In two dimensions, each of the indices of the curvature tensor has two possible values, so that $R_{\sigma \tau \rho }^{\alpha }$ has sixteen components. In three-space, the curvature tensor has 3⁴ or 81 components, while in the four dimensions of spacetime, the curvature tensor has 4⁴ or 256 components.

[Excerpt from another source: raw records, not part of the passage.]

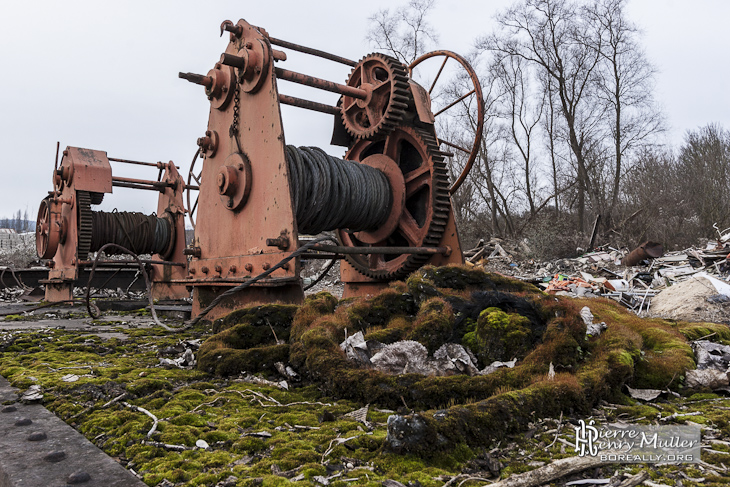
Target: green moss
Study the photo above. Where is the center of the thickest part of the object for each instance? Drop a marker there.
(278, 316)
(229, 361)
(433, 325)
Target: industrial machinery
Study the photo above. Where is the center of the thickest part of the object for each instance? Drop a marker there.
(388, 200)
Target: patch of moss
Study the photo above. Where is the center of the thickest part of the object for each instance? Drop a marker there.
(277, 316)
(433, 325)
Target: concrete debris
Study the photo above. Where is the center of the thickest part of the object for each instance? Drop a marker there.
(286, 371)
(713, 366)
(644, 394)
(592, 329)
(33, 394)
(411, 357)
(711, 355)
(601, 274)
(712, 378)
(185, 361)
(687, 300)
(360, 415)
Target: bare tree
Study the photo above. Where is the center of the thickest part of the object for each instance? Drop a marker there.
(557, 40)
(625, 82)
(522, 114)
(404, 33)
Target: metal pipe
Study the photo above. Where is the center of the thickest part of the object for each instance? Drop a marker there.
(135, 186)
(322, 84)
(131, 263)
(308, 104)
(159, 165)
(198, 79)
(160, 184)
(381, 250)
(313, 52)
(316, 256)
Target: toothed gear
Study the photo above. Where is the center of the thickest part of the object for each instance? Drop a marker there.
(83, 200)
(96, 198)
(386, 81)
(427, 205)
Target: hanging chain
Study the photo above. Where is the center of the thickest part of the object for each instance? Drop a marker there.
(233, 131)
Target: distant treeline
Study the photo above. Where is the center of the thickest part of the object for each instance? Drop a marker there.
(19, 222)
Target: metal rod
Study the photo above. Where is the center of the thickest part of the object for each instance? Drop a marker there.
(305, 79)
(381, 250)
(311, 51)
(160, 184)
(132, 263)
(135, 186)
(454, 145)
(308, 104)
(127, 161)
(312, 255)
(198, 79)
(453, 103)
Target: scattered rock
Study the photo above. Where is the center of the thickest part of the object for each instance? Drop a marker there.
(712, 378)
(404, 432)
(644, 394)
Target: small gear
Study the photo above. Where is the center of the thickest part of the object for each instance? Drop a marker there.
(385, 79)
(427, 206)
(96, 198)
(83, 200)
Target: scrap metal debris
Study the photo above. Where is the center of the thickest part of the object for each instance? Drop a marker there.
(642, 286)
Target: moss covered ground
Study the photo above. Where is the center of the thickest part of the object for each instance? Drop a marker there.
(481, 426)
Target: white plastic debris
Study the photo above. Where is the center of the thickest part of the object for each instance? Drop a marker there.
(592, 329)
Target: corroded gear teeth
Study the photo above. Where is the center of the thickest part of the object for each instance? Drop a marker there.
(438, 208)
(357, 120)
(84, 218)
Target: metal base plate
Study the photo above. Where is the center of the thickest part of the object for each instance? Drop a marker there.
(26, 463)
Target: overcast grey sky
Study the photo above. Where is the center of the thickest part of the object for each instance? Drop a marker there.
(103, 75)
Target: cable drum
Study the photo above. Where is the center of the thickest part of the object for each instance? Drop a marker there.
(143, 234)
(331, 193)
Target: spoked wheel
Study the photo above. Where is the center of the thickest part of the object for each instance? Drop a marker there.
(49, 228)
(425, 212)
(476, 92)
(193, 184)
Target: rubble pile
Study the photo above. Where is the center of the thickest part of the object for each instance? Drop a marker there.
(689, 285)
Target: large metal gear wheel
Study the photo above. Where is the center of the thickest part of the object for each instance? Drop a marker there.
(83, 201)
(427, 202)
(49, 230)
(385, 79)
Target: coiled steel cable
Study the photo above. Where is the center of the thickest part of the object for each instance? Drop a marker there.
(331, 193)
(143, 234)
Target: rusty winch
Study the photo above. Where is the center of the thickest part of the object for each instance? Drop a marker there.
(387, 201)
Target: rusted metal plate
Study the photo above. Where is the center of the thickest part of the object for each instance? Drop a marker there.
(92, 171)
(38, 449)
(233, 238)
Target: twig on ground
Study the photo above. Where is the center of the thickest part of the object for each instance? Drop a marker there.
(115, 400)
(553, 471)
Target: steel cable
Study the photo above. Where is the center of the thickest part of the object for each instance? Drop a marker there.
(331, 193)
(142, 234)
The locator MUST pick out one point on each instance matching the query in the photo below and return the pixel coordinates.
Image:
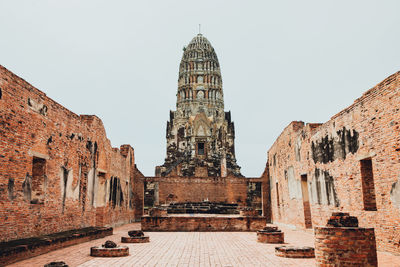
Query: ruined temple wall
(197, 189)
(56, 167)
(333, 156)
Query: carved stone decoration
(200, 134)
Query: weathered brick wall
(58, 170)
(316, 169)
(197, 189)
(202, 223)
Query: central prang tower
(200, 135)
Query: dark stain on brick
(27, 187)
(11, 188)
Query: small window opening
(200, 148)
(277, 195)
(38, 180)
(368, 187)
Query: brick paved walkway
(191, 249)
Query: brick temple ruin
(59, 173)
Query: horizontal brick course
(350, 163)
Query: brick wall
(350, 163)
(58, 170)
(197, 189)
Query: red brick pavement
(191, 249)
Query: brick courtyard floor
(191, 249)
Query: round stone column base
(270, 237)
(295, 252)
(120, 251)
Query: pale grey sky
(280, 61)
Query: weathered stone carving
(199, 133)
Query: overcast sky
(280, 61)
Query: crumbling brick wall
(240, 190)
(58, 170)
(350, 163)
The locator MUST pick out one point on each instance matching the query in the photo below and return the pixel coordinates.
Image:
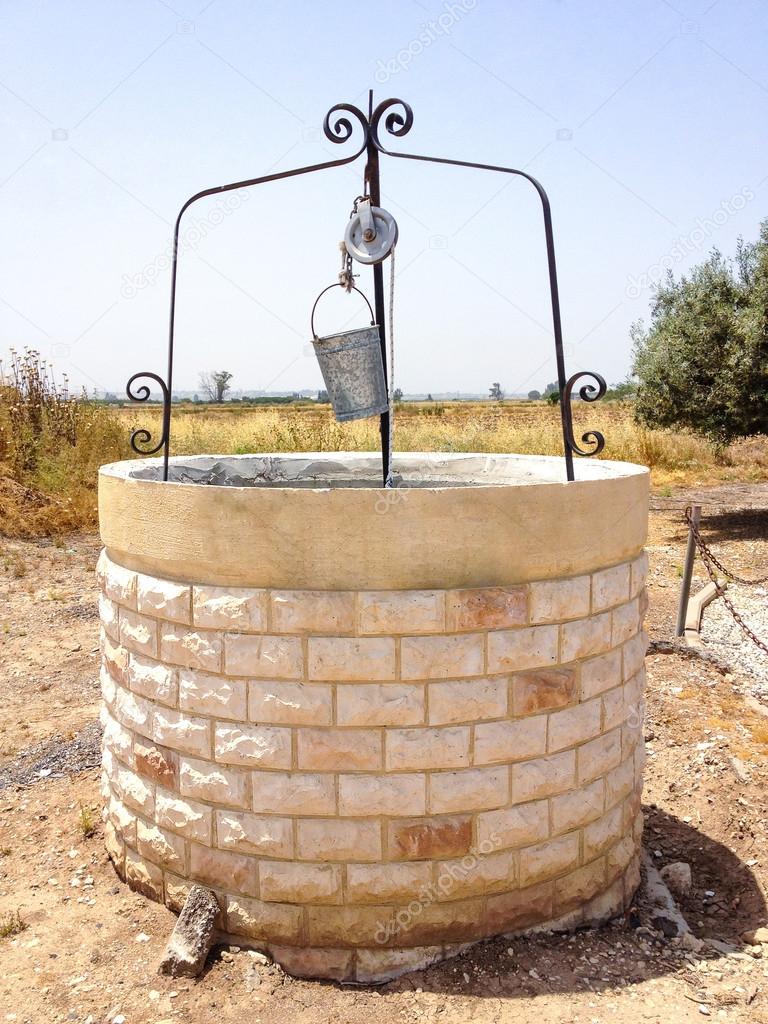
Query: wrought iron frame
(398, 119)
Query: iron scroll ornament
(142, 436)
(338, 127)
(588, 392)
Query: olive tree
(702, 360)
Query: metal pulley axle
(371, 233)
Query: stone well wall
(370, 779)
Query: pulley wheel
(378, 248)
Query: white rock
(678, 878)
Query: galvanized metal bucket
(352, 368)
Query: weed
(86, 821)
(11, 924)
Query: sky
(644, 121)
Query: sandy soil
(89, 949)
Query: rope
(389, 480)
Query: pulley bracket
(371, 233)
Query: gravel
(724, 637)
(54, 758)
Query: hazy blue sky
(645, 121)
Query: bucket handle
(353, 289)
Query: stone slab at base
(376, 967)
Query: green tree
(215, 383)
(702, 363)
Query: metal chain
(710, 563)
(705, 547)
(389, 481)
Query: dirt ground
(89, 947)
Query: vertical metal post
(372, 177)
(690, 554)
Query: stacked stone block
(370, 779)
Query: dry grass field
(51, 444)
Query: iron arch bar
(337, 126)
(398, 123)
(338, 130)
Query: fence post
(690, 554)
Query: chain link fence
(712, 564)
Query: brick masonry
(370, 779)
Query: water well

Various symmetries reduce the complexity of this expression. The first to note is that interchanging the $\tau$ and the $\rho$ of this expression merely changes its sign, so that of the sixteen possible combinations of $\tau$ and the $\rho$ , only six are independent.^[1]^{: 206–213} This may be seen as follows:

1. Suppose that we have sixteen quantities

a_{\alpha \beta }\;(n=4)

arranged in a matrix:

{\begin{bmatrix}a_{11}&a_{12}&a_{13}&a_{14}\\a_{21}&a_{22}&a_{23}&a_{24}\\a_{31}&a_{32}&a_{33}&a_{34}\\a_{41}&a_{42}&a_{43}&a_{44}\\\end{bmatrix}}

2. If we stipulate that

a_{\alpha \beta }=-a_{\beta \alpha },

then the terms in the principal diagonal are necessarily zero, and the array becomes

{\begin{bmatrix}0&a_{12}&a_{13}&a_{14}\\-a_{12}&0&a_{23}&a_{24}\\-a_{13}&-a_{23}&0&a_{34}\\-a_{14}&-a_{24}&-a_{34}&0\\\end{bmatrix}}

3. The above antisymmetric matrix has only six independent components rather than sixteen. If, on the other hand, we had stipulated that

a_{\alpha \beta }=a_{\beta \alpha },

the resulting symmetric matrix would have ten independent components.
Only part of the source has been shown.